In ischemic/functional MR, blood regurgitation is provoked by tethering and tenting of the leaflets and loss of coaptation surface [14, 15] due to localized LV deformation with apical and posterior displacement of the papillary muscles. The RVol in ischemic MR is usually less than in organic MR [16], and LV dilatation and LA dilatation are in excess to the degree of MR [7], due to the presence of a dilatated, poor performant heart.
Clinical Manifestations
Chronic MR is a slow process that allows a gradual LA enlargement and a consequent increase in LA compliance that permits to maintain a normal or near normal LA pressure. For this reason, patients may remain asymptomatic for years despite severe MR. However, once symptoms arise, fatigue and generalized weakness predominate early. As left ventricular function deteriorates, exertional dyspnea, orthopnea, and paroxysmal nocturnal dyspnea become more prominent. Frank pulmonary edema or hemoptysis may also develop and is usually triggered by atrial fibrillation or increase in the degree of MR. Sudden death as the initial presentation of MR is possible [17].
Diagnosis
Symptoms
Clinical manifestations of mitral regurgitation (MR) are related to the severity of regurgitation, the rate of progression, and the associated cardiopathy.
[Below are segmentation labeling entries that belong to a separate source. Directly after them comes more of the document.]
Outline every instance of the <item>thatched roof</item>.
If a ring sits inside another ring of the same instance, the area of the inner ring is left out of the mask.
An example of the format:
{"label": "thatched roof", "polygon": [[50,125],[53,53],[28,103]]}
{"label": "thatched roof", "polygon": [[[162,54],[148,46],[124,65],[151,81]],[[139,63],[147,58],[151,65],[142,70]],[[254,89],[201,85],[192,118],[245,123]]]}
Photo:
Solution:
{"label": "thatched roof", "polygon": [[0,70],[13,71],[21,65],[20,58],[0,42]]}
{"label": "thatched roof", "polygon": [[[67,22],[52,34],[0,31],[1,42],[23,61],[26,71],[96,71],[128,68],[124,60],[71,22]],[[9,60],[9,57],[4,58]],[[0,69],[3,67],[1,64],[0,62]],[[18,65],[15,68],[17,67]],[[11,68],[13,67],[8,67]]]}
Acute MR due to chordal rupture (flail), endocarditis, or trauma leads to an increase in left atrial pressure due to a volume overload in a noncompliant left atrium. Pulmonary edema or cardiogenic shock may be the presenting symptoms owing to elevated filling pressures and low cardiac output. The dramatic increase of pulmonary pressure may also cause right heart failure.
Chronic MR leads to a progressive left atrial enlargement without elevated left atrial pressure. Patients usually remain asymptomatic for years unless there is left ventricular (LV) failure. Dyspnea and fatigue gradually worsening over the years are the most frequent symptoms.
Physical Examination
MR is usually diagnosed by auscultation. S1 may be diminished due to the failure in the closure of the mitral valve. A soft systolic murmur, best heard at the apex and radiated to the axilla, is the most frequent finding, but its timing and intensity depend on severity and mechanisms of MR. The murmur has little variations with respiration and becomes louder when the preload (i.e., raising legs) or afterload (i.e., squatting) increases. Sometimes the systolic murmur isn’t audible even in the presence of moderate or severe MR (silent MR), especially in ischemic MR, owing to a low pressure gradient between the left ventricle and atrium (low systemic blood pressure with elevated LA pressure). A systolic click may suggest a valve prolapse, while a thrill or S3 suggests a severe regurgitation.